Jackson entered into a sewer consent decree, which outlined numerous steps the city had to take to bring its system into compliance.

According to a May 5 status report filed with the court, the city “has achieved only limited progress under the consent decree,” including failing to put in place a sewer overflow response plan.

That plan, according to court filings, would outline how Jackson would respond to SSOs, as well as how they would notify the public of overflows when they occur.

Martin said the city is not in compliance, in part, because of the decree’s overall cost. The decree was initially expected to cost more than $400 million, an amount that has since ballooned to more than double that.

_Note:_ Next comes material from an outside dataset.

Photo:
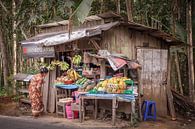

“Since 2013, at no point has the city had $800 million to fund wastewater,” she said. “We tried the best to comply with the resources we had available. We’ve spent money and time to study the collection system and send reports, but [that has] not allowed us to spend money on the collection system.”

She says the city is now seeking a stay on the consent decree to allow the city to focus on a short-term list of projects before again moving forward with other decree requirements.

Wingate told Martin it was “disconcerting” that it would take so long to address the breaks, saying the public should be alarmed.

Henifin said Martin’s estimated time to address the concerns likely was accurate.

“It would take time to address the overflows even with all the money in the world,” he said. “If I had the same concept of relief from procurement laws, we could make rapid progress, but [we would likely] not get to the end of it in one year.”

A sign cautions those passing by about a major sewer main overflow near the corner of McTyere...
A sign cautions those passing by about a major sewer main overflow near the corner of McTyere Avenue and Wilson Street.(WLBT)

Henifin was referring to the broad powers given to him under Wingate’s order.

As an officer of the court, he is not bound by Mississippi state procurement laws. He also does not have to seek council or mayoral approval to enter into contracts on behalf of the city.

In the short-term, Henifin told Wingate he could bring on contractors to clean the lines and make small repairs where possible. At the same time, he would continue to post signs to warn people of where sewer overflows are occurring.

Another problem that needs to be addressed is the number of cases where sewage backs up into residents’ homes.

He said backflow valves need to be installed to help address that issue.

Henifin told Wingate if he is put in charge of the sewer system, he would run it much like he does the water system – by contracting out most of the work.

“It would be very similar, but a not so popular move, to convert to contractors [services now provided by] the city,” he said. “This is an urgent matter. I don’t have time to train staff, buy equipment... This is the best we can do to make this happen fast.”